ポリティカル・フィクションとしてのリアリティも中途半端と言わざるをえない。武装解除された日本が限られた兵器でゴジラに立ち向かう、というシチュエーションを作るために、「アメリカは参加しません!」となるのが謎過ぎる。こっそり新兵器の実験場にしたり、なんならソ連への威嚇で堂々と参戦してもおかしくない場面でもあるような。銀座襲撃の折に国会議事堂が破壊されているところとかを日本の政治的混乱に結びつけるとかもやってよかったような。
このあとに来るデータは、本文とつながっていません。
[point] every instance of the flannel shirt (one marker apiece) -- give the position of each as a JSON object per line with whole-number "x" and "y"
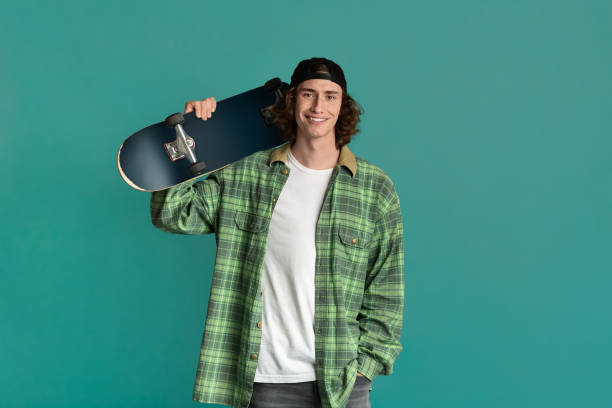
{"x": 359, "y": 282}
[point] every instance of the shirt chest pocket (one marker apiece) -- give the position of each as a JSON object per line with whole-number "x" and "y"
{"x": 250, "y": 222}
{"x": 355, "y": 242}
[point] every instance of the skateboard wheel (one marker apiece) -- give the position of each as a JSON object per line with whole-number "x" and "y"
{"x": 197, "y": 167}
{"x": 273, "y": 84}
{"x": 175, "y": 119}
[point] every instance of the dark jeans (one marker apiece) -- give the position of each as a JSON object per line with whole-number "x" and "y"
{"x": 304, "y": 395}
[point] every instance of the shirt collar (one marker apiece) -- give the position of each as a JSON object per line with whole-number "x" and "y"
{"x": 346, "y": 158}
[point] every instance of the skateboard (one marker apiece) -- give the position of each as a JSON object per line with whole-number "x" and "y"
{"x": 185, "y": 147}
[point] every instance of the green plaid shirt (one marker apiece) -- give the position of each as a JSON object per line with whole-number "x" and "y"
{"x": 359, "y": 271}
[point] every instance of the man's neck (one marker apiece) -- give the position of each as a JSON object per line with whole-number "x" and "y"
{"x": 316, "y": 154}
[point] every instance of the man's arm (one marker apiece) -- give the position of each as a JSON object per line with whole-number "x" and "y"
{"x": 189, "y": 208}
{"x": 382, "y": 310}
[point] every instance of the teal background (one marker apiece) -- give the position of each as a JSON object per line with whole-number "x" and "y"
{"x": 493, "y": 118}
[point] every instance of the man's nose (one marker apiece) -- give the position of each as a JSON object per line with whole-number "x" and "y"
{"x": 317, "y": 104}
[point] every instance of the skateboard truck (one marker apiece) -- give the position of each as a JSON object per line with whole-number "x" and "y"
{"x": 183, "y": 145}
{"x": 276, "y": 85}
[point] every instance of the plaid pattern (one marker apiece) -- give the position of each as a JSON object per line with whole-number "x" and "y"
{"x": 359, "y": 282}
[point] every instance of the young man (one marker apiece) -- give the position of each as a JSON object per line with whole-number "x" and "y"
{"x": 307, "y": 294}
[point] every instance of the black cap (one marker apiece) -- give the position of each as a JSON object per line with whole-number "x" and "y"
{"x": 310, "y": 69}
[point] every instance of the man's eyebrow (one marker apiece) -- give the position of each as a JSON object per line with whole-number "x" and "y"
{"x": 312, "y": 90}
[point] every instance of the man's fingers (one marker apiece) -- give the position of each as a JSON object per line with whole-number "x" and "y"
{"x": 203, "y": 109}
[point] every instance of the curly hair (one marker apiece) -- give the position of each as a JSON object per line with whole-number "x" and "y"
{"x": 346, "y": 126}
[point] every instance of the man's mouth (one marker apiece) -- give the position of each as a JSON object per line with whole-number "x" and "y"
{"x": 312, "y": 119}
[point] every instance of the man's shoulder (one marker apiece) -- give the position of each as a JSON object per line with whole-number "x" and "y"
{"x": 253, "y": 161}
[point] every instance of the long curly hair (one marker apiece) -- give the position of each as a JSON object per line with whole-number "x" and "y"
{"x": 346, "y": 126}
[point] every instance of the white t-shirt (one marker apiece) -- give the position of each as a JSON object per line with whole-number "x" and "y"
{"x": 287, "y": 352}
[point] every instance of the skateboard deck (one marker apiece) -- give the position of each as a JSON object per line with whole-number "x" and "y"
{"x": 185, "y": 147}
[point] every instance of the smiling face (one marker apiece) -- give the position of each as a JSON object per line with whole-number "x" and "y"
{"x": 317, "y": 106}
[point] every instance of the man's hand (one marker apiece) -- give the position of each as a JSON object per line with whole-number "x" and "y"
{"x": 203, "y": 108}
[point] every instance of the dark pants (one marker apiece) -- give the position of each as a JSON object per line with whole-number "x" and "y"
{"x": 304, "y": 395}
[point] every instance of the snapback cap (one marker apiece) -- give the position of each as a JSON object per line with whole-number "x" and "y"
{"x": 312, "y": 69}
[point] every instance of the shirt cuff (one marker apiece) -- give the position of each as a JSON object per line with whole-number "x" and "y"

何よりも、核のメタファーとしてのゴジラがほとんど機能していない。東京にも核兵器が、という話ではあるのかもしれないが、そこはあまり掘り下げられない。浜辺美波が神木隆之介を突き飛ばすシーンは、『はだしのゲン』にもあるような描写だけに。
ただ、まぁ、「ゴジラのテーマ」をちゃんと「ゴジラに立ち向かう人間たちのテーマ」として使ったところは、これまでのゴジラシリーズに対するリスペクトは感じる。
なんというか、山崎貴がやっていることは『ALWAYS』でゴジラを出した時とあまり変わっていなくて、ゴジラが結局なんなのか、悪い意味でわからない。神聖さも恐怖も感じない。主人公たちの内面の物語に回収されすぎている気がする。